Genetic variation in myosin 1H contributes to mandibular prognathism

Introduction: Several candidate loci have been suggested as influencing mandibular prognathism (1p22.1, 1p22.2, 1p36, 3q26.2, 5p13-p12, 6q25, 11q22.2-q22.3, 12q23, 12q13.13, and 19p13.2). The goal of this study was to replicate these results in a well-characterized homogeneous sample set.

Methods: Thirty-three single nucleotide polymorphisms spanning all candidate regions were studied in 44 prognathic and 35 Class I subjects from the University of Pittsburgh School of Dental Medicine Dental Registry and DNA Repository. The 44 subjects with mandibular prognathism had an average age of 18.4 years; 31 were female and 13 male; and 24 were white, 15 African American, 2 Hispanic, and 3 Asian. The 36 Class I subjects had an average age of 17.6 years; 27 were female and 9 male; and 27 were white, 6 African American, 1 Hispanic, and 2 Asian. Skeletal mandibular prognathism diagnosis included cephalometric values indicative of Class III such as an ANB smaller than 2°, a negative Wits appraisal, and a positive A-B plane. Additional mandibular prognathism criteria included negative overjet and visually prognathic (concave) profile as determined by the subject's clinical evaluation. Orthognathic subjects without jaw deformations were used as the comparison group. The mandibular prognathic and orthognathic subjects were matched by race, sex, and age. Genetic markers were tested by polymerase chain reaction with TaqMan chemistry. Chi-square and Fisher exact tests were used to determine overrepresentation of marker allele with an alpha of 0.05.

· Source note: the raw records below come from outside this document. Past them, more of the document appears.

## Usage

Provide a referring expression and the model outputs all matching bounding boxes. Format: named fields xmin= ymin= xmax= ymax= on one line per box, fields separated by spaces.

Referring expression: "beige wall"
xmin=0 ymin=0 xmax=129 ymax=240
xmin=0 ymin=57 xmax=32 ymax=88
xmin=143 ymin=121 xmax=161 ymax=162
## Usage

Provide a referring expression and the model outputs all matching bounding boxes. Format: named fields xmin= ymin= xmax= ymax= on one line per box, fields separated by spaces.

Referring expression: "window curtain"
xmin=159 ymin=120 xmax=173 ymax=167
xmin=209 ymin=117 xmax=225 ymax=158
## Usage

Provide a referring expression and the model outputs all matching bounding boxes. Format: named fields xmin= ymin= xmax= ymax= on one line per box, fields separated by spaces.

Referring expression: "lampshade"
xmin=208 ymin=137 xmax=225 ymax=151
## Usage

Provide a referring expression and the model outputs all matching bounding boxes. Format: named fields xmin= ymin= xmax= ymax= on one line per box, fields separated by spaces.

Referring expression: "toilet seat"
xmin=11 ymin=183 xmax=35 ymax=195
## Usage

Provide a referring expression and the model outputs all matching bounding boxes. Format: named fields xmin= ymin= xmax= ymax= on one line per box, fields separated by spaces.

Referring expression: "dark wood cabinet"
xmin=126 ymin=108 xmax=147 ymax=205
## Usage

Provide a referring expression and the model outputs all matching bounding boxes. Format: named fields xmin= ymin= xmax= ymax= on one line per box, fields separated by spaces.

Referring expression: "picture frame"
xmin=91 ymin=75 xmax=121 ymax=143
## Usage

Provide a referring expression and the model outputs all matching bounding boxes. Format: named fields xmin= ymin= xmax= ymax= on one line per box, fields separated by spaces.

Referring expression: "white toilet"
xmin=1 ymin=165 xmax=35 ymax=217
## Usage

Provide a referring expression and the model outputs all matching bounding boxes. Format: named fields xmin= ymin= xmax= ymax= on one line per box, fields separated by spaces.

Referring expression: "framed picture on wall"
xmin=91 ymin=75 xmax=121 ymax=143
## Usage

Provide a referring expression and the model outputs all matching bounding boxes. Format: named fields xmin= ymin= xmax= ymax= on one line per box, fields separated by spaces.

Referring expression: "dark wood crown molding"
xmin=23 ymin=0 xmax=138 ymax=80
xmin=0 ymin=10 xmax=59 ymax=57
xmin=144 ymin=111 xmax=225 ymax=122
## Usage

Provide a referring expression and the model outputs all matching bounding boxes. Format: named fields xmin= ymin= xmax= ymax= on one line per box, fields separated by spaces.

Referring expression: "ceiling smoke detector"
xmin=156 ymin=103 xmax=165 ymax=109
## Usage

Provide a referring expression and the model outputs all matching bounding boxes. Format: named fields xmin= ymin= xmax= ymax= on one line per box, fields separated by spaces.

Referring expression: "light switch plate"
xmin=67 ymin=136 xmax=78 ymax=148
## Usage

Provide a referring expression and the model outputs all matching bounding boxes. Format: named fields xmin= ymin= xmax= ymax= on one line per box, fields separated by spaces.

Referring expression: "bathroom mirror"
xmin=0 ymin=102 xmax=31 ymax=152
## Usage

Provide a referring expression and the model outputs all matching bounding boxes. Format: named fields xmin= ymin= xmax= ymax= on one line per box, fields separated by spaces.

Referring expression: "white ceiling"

Results: An association was unveiled between a marker in MYO1H (rs10850110) and the mandibular prognathism phenotype (P = 0.03). MYO1H is a Class I myosin that is in a different protein group than the myosin isoforms of muscle sarcomeres, which are the basis of skeletal muscle fiber typing. Class I myosins are necessary for cell motility, phagocytosis, and vesicle transport.

Conclusions: More strict clinical definitions might increase homogeneity and aid the studies of genetic susceptibility to malocclusions. We provide evidence that MYO1H can contribute to mandibular prognathism.